Imagine that each vertebra in your spine is a light wooden spool (the kind that thread winds around).
Imagine Each spool neatly stacked on its counterpart below.
insert a small, strong water filled balloon between each wooden spool.
To keep it all in place run a strip of flexible “bio-tape” down the length of your spool stack in front.
make tiny, almost imperceptible undulating movements with your spine. Get a little bouncy with the movement.
Can you feel the springiness of your water filled balloons? If yes, great! If no, imagine springiness.
If you have time, juice up any of the balloons that feel like they could use more water.
Squat Prep Exercise: Stand and slightly bend your knees.
Check in with your rib cage.
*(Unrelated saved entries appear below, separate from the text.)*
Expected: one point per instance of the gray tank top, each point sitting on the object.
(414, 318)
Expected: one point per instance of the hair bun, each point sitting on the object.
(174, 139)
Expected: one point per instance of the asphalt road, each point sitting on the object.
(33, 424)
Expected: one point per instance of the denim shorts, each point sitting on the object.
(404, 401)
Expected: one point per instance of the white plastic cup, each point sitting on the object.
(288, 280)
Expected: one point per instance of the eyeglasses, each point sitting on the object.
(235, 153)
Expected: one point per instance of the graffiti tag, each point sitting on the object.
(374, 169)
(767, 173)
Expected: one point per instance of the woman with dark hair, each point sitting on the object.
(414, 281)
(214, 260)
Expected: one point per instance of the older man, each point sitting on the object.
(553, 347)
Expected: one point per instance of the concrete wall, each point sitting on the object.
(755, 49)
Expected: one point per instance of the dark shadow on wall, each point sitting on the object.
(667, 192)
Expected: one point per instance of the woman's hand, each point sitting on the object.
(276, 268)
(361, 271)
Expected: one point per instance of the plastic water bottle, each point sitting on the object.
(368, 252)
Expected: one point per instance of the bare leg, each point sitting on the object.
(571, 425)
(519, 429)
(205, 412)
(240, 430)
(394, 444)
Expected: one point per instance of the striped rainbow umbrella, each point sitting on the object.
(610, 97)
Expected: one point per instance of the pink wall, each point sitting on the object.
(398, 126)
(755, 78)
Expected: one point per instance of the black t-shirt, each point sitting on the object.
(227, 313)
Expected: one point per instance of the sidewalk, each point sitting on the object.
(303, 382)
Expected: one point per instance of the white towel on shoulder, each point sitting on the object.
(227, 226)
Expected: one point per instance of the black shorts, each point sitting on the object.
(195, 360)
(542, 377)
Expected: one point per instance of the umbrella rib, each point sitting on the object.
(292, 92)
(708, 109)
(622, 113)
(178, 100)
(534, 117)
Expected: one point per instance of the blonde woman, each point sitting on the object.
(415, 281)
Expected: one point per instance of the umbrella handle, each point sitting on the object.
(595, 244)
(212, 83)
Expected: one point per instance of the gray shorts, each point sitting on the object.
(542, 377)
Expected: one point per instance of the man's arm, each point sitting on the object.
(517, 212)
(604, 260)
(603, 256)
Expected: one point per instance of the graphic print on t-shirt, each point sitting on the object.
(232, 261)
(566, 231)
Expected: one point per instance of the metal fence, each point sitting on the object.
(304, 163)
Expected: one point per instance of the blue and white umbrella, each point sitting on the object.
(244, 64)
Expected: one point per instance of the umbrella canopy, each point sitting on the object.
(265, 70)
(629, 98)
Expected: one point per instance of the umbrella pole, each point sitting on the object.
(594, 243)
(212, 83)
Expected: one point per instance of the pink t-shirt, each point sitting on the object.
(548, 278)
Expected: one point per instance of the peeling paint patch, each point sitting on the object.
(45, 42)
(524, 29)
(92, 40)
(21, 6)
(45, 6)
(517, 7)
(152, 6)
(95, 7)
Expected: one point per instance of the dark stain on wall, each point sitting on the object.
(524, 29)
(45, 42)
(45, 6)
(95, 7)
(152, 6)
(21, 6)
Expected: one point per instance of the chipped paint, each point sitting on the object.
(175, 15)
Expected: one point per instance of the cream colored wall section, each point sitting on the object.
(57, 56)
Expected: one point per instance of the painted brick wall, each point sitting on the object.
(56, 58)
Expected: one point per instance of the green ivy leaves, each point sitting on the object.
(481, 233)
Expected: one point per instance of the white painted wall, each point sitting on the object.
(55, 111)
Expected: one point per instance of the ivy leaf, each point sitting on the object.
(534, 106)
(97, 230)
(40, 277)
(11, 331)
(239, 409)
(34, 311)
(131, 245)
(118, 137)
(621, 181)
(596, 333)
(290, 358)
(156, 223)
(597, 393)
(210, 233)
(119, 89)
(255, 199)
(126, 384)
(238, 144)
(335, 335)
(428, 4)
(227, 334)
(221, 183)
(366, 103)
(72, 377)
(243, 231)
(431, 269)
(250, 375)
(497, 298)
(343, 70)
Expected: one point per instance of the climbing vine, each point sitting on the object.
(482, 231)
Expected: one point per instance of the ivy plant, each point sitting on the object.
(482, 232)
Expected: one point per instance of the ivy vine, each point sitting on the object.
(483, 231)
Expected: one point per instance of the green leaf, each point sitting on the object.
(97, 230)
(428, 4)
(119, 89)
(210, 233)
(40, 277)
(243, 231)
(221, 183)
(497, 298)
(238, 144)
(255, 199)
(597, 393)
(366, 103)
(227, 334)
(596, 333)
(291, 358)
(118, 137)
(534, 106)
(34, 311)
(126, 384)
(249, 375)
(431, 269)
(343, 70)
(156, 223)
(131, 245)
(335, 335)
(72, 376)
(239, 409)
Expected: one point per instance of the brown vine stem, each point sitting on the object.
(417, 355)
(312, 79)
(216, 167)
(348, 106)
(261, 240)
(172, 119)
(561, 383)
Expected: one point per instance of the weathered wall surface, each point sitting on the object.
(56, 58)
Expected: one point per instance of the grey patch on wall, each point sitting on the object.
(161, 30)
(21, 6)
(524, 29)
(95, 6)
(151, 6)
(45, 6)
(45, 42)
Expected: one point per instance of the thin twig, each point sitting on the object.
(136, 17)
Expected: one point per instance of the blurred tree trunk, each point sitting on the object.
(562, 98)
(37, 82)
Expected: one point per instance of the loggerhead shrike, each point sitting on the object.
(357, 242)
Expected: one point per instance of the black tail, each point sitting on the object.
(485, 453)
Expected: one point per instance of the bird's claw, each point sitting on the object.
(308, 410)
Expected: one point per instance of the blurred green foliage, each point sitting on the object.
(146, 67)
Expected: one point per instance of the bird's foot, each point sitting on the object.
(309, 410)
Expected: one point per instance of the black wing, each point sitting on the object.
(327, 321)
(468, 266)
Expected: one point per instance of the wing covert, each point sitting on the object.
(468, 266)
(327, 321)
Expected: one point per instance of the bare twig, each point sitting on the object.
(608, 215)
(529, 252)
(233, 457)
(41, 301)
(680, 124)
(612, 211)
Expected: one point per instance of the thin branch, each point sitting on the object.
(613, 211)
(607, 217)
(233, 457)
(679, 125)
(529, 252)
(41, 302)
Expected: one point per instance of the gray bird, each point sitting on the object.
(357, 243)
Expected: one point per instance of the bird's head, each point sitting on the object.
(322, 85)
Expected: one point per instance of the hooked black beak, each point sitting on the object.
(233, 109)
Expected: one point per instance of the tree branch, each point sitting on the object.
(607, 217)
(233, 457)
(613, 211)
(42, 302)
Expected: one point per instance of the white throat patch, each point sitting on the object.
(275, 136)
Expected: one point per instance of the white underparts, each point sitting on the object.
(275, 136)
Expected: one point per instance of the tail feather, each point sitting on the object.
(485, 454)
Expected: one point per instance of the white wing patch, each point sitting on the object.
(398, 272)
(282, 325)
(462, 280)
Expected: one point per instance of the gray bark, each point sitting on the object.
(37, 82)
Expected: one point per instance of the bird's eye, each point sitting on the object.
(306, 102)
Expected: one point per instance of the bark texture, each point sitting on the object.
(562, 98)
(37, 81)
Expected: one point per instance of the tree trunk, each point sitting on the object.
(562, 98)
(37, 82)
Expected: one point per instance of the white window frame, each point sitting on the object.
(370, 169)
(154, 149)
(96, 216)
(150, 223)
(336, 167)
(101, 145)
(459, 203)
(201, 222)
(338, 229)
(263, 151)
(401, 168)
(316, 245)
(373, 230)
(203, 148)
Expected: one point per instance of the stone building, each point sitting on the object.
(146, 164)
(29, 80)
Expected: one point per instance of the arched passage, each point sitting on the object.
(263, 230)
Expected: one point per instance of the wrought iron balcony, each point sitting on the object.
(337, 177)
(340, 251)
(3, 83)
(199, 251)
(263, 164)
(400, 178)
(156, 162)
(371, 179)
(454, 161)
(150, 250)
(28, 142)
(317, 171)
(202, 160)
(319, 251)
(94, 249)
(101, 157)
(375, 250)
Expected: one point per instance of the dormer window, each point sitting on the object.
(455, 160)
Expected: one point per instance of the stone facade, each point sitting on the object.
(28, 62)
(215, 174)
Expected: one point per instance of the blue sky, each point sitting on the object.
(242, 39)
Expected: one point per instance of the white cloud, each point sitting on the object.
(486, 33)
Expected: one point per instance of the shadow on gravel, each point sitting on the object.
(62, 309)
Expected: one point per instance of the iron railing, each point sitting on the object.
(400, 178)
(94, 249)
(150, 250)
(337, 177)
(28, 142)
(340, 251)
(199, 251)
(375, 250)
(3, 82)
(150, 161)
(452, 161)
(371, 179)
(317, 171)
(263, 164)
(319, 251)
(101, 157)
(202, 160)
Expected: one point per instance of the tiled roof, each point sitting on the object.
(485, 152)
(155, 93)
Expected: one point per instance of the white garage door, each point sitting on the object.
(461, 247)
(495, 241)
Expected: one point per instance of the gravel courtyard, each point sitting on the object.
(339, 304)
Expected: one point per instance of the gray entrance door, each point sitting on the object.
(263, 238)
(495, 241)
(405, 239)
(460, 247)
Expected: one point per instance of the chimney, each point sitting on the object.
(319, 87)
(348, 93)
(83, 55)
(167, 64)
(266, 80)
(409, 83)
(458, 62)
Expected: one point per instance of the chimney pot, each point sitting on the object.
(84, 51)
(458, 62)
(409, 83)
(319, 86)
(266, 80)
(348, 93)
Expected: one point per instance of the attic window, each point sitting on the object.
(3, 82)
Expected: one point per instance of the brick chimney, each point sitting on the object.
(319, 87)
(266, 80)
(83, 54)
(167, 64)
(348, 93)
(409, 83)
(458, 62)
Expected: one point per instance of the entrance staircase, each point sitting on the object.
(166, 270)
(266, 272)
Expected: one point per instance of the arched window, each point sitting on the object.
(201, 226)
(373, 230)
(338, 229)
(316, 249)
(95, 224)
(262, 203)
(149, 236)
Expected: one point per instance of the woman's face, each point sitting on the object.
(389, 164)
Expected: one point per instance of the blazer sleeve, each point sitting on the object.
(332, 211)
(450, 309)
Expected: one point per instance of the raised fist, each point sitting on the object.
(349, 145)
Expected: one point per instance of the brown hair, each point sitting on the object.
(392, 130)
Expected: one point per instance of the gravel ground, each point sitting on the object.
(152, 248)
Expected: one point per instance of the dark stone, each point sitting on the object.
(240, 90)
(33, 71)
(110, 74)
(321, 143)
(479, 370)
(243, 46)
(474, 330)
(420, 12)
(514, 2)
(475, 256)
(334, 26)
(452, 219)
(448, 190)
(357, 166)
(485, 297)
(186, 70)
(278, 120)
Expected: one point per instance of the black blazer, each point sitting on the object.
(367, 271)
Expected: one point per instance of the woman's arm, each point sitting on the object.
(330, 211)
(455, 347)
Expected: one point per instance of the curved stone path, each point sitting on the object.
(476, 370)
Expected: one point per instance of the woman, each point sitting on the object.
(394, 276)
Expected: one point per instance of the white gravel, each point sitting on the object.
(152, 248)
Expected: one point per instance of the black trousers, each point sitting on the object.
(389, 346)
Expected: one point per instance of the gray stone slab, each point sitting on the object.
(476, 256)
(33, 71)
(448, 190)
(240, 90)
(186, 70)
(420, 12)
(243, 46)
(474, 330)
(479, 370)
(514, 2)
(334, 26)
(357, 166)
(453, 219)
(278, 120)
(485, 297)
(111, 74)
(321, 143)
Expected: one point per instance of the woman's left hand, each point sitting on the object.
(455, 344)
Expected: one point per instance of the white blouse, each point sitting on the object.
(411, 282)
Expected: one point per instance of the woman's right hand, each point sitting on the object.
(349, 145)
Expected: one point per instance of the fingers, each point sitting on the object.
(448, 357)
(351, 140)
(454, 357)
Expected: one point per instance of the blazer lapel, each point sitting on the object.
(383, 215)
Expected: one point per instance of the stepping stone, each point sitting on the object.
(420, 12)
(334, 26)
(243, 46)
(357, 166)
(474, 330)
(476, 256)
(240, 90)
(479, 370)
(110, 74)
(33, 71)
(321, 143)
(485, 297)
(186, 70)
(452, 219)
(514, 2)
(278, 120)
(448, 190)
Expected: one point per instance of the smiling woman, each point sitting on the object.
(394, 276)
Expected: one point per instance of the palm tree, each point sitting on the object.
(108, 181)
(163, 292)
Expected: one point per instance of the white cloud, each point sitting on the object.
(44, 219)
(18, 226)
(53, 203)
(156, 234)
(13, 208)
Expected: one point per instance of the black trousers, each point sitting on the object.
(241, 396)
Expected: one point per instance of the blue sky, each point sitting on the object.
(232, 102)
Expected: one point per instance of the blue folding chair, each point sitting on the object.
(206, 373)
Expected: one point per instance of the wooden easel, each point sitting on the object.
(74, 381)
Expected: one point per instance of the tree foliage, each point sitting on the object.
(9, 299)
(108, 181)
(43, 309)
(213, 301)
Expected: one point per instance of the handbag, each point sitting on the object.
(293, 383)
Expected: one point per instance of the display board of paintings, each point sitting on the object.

During this exercise we want the rib cage to remain neutral and fixed in space.
put your fingers on the spines of the lumbar vertebrae.
Tilt your pelvis forward. Notice that instead of moving from top to bottom as it does in forward flexion, you can now extend your lumbar spine from bottom to top as your pelvis tilts.
As you play with this movement, try to refine it- trying to extend one vertebra at a time. Please notice that just like when forward bending, your pelvis is rotating (tilting) forward on your femurs. But now, your rib cage is not moving in space and your lumbar spine is extending from bottom to top instead of flexing from top to bottom. This is the first movement to make in a healthy squat.